ZBH-Center for Bioinformatics, Research Group for Computational Molecular Design, Universität Hamburg, Bundesstraβe 43, Hamburg 20146, Germany.
J Chem Inf Model. 2021 Jan 25;61(1):238-251. doi: 10.1021/acs.jcim.0c00850. Epub 2020 Oct 21.

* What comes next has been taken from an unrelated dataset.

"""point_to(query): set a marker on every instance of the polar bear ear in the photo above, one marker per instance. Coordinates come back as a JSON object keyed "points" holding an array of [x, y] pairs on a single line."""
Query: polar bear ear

In similarity-driven virtual screening, molecular fingerprints are widely used to assess the similarity of all compounds contained in a chemical library to a query compound of interest. This similarity analysis is traditionally done for each member of the library individually. When encoding chemical spaces that surpass billions of compounds in size, it becomes impractical to enumerate all their products, let alone assess their similarity, deeming this approach impossible without investing a substantial amount of resources. In this work, we present a novel search algorithm named SpaceLight for topological fingerprint similarity searching in large, practically non-enumerable combinatorial fragment spaces. In contrast to existing methods, SpaceLight is able to utilize the combinatorial character of these chemical spaces for efficiency while maintaining a high correlation of the description of molecular similarity to well-known molecular fingerprints like ECFP. The resulting software is able to search prominent spaces like EnamineREAL with more than 10 billion compounds in seconds on a standard desktop computer.
在基于相似性的虚拟筛选中,分子指纹广泛用于评估化学文库中所有化合物与目标化合物的相似性。这种相似性分析通常是针对库中的每个成员分别进行的。当编码的化学空间大小超过数十亿种化合物时,枚举它们的所有产物并评估其相似性变得不切实际,因此,如果不投入大量资源,这种方法是不可能实现的。在这项工作中,我们提出了一种名为 SpaceLight 的新搜索算法,用于在大型、实际上不可枚举的组合片段空间中进行拓扑指纹相似性搜索。与现有方法相比,SpaceLight 能够利用这些化学空间的组合特性来提高效率,同时保持与 ECFP 等知名分子指纹对分子相似性描述的高度相关性。所得到的软件能够在标准台式计算机上几秒钟内搜索像 EnamineREAL 这样的大型空间,其中包含超过 100 亿种化合物。